EBA 3500 Data Analysis with Programming - RE-SIT EXAM

EBA 3500 Data Analysis with Programming - RE-SIT EXAM

Course code: 
EBA 3500
Department: 
Data Science and Analytics
Credits: 
7.5
Course coordinator: 
Jonas Moss
Course name in Norwegian: 
Data Analysis with Programming - KONTINUASJONSEKSAMEN
Product category: 
Bachelor
Portfolio: 
Bachelor of Data Science for Business - Programme Courses
Semester: 
2024 Autumn
Active status: 
Re-sit exam
Level of study: 
Bachelor
Resit exam semesters: 
2024 Autumn
2025 Spring
Resit exam info

The re-sit exam will be arranged in autumn 2024 and the last time in spring 2025.

Teaching language: 
English
Course type: 
One semester
Introduction

This course introduces the basics of statistics and machine learning in the context of Python. It covers:

  • Inferential statistics, such as the bootstrap, p-values, and confidence intervals.
  • Methods for constructing and evaluating statistical estimators.
  • The fundamentals of the two most important regression models: Linear regression and logistic regression.

Additionally, the course introduces students to the Python packages NumPy, SciPy, and statsmodels

Learning outcomes - Knowledge

Upon completion of this course, students will be able to:

  • Understand, explain, and use fundamental statistical concepts such as:

    • Population values and estimators.
    • Construction of estimators using maximum likelihood.
    • Unbiased estimators.
    • Mean squared error.
    • Statistical tests.
    • Type I and type II errors.
    • p-values.
    • Confidence intervals.
    • Basic bootstrap.
    • Rudimentary exploratory data analysis.
    • Data summaries such as the mean, standard deviation, and kurtosis.
  • Understand the key differences between statistics and machine learning.

  • Understand how to evaluate the performance of machine learning models.

  • Understand and explain the fundamentals of linear regression modeling and logistic regression.

  • Understand and explain the role of ANOVA and omnibus tests in science.
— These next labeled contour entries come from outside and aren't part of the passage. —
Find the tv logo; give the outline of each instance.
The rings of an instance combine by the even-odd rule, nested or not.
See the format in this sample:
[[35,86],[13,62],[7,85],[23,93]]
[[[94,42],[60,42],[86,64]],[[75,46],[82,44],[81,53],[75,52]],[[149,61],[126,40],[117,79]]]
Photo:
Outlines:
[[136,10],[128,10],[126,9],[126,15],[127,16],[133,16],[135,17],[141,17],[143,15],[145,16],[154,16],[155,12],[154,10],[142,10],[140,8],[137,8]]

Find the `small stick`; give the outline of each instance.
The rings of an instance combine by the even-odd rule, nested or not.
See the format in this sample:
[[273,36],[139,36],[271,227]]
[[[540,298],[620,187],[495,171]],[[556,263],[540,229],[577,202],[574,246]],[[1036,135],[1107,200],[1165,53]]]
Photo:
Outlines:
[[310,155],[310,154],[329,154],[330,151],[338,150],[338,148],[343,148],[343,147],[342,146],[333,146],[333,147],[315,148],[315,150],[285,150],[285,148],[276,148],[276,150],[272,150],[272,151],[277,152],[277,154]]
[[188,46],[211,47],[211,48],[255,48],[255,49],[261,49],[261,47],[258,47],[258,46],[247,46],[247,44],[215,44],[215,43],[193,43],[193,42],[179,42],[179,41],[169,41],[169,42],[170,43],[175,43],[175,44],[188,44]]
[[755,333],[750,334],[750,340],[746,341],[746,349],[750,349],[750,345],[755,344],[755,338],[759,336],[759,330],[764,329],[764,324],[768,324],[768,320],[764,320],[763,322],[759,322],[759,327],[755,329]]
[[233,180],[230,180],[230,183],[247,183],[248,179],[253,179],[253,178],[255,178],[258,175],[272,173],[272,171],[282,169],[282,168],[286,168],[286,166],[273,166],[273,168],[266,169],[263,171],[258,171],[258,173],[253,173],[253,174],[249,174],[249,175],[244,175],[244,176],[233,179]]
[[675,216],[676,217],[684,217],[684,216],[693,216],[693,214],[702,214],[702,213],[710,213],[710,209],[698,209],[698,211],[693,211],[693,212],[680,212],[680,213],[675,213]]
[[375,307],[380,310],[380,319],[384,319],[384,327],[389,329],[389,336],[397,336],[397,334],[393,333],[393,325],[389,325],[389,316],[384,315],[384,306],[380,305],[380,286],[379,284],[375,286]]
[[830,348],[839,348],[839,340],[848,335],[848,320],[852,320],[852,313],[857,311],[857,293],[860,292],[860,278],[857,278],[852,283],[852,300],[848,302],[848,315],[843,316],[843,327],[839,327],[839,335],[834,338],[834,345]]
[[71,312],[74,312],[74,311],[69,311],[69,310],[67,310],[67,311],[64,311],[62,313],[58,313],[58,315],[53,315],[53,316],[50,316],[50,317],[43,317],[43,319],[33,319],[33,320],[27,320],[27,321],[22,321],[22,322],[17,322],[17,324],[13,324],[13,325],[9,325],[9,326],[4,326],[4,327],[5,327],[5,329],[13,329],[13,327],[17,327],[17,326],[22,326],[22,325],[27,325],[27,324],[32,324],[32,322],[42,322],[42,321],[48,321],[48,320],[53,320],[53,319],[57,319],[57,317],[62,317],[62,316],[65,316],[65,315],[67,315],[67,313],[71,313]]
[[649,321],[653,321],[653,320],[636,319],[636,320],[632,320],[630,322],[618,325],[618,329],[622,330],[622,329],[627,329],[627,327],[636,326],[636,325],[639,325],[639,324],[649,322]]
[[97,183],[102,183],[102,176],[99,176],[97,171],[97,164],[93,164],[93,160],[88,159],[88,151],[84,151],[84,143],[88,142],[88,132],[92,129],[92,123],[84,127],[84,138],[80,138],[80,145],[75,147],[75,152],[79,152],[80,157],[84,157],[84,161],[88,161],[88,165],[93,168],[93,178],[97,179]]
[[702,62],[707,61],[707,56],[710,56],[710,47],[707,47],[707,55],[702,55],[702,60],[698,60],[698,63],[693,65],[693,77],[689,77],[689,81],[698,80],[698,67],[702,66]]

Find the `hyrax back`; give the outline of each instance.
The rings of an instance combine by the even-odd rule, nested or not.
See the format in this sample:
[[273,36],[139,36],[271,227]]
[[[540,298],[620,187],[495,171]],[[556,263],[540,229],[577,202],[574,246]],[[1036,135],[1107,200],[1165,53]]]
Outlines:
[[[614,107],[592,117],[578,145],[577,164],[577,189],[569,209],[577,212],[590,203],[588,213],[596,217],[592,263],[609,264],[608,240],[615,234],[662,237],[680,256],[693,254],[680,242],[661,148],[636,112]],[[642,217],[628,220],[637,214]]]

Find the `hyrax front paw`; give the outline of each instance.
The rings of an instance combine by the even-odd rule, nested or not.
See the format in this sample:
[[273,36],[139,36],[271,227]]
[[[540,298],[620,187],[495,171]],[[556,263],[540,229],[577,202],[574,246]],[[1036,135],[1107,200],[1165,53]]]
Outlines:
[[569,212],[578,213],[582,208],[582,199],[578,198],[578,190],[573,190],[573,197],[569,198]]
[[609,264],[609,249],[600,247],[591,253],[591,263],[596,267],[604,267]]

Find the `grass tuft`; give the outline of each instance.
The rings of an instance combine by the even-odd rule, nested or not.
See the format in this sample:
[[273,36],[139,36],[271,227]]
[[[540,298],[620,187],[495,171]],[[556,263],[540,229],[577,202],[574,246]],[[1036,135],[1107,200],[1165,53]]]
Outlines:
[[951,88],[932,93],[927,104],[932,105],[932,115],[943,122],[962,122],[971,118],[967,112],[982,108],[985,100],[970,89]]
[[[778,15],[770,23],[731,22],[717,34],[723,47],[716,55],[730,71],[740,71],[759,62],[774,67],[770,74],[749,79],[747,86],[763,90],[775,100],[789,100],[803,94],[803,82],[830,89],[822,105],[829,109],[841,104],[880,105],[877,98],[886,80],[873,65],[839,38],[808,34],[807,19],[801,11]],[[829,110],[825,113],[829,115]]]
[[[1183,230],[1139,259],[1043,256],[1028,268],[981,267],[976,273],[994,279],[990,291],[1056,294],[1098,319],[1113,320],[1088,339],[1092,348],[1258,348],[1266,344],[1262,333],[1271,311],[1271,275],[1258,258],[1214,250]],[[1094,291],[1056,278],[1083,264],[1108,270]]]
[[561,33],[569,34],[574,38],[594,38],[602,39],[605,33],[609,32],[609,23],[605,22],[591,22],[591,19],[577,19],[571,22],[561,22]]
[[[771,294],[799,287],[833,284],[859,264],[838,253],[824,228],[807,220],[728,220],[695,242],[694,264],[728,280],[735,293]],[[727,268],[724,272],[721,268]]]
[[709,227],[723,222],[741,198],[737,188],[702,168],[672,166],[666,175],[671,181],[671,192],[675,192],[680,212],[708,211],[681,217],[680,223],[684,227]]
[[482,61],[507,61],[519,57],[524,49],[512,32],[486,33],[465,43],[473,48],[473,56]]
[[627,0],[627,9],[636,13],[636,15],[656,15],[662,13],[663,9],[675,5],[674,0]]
Learning outcomes - Skills

Upon completion of this course, students will be able to:

  • Perform vectorized computations in NumPy.
  • Run statistical simulations using NumPy and SciPy.
  • Perform reasonable exploratory data analysis in Python, including constructing graphs.
  • Create novel estimators for population values.
  • Choose between estimators in a principled way.
  • Calculate confidence intervals, p-values, and test statistics in both traditional and new settings.
  • Program bootstrap procedures for statistical inference.
  • Implement complex linear regressions and logistic regressions in Python and interpret their output.
  • Conduct simple ANOVA experiments.
General Competence

Upon completion of the course, students will have stronger competence in:

  • Making sound statistical judgments.
  • Using online resources to solve problems.
  • Working independently on difficult problems.
  • Reading and understanding technical documentation.
Course content

The course covers the following topics:

  • NumPy and SciPy.
  • Statistical simulation in Python.
  • Exploratory data analysis.
  • Statistical models and the bootstrap.
  • Unbiased estimators and the efficiency of estimators.
  • Construction of estimators.
  • Confidence intervals.
  • Hypothesis tests and p-values.
  • The t-test.
  • Foundations of machine learning.
  • Linear regression.
  • Inference for linear regression.
  • Linear regression using categorical covariates (ANOVA).
  • Binary regression, such as logistic regression.
Teaching and learning activities

The course uses the following methods for teaching and learning:

  • Video lectures.
  • Lab sessions where the teacher and TAs help students with problems.
  • Homework exercises.
Software tools
Software defined under the section "Teaching and learning activities".
Additional information

.

Qualifications

Higher Education Entrance Qualification

Disclaimer

Deviations in teaching and exams may occur if external conditions or unforeseen events call for this.

Required prerequisite knowledge

EBA3400 Programming, data extraction and visualisation, EBA 1180 Mathematics for Data Science or equivalent courses.

Assessments
Assessments
Exam category: 
Submission
Form of assessment: 
Handin - all file types
Exam/hand-in semester: 
First Semester
Weight: 
100
Grouping: 
Group/Individual (1 - 3)
Duration: 
1 Week(s)
Comment: 
Home exam.
Exam code: 
EBA 35003
Grading scale: 
ECTS
Resit: 
Examination every semester
Type of Assessment: 
Ordinary examination
Total weight: 
100
Student workload
ActivityDurationComment
Digital resources
  • Interactive video
21 Hour(s)
Seminar groups
36 Hour(s)
Examination
25 Hour(s)
Student's own work with learning resources
118 Hour(s)
Sum workload: 
200

A course of 1 ECTS credit corresponds to a workload of 26-30 hours. Therefore a course of 7,5 ECTS credit corresponds to a workload of at least 200 hours.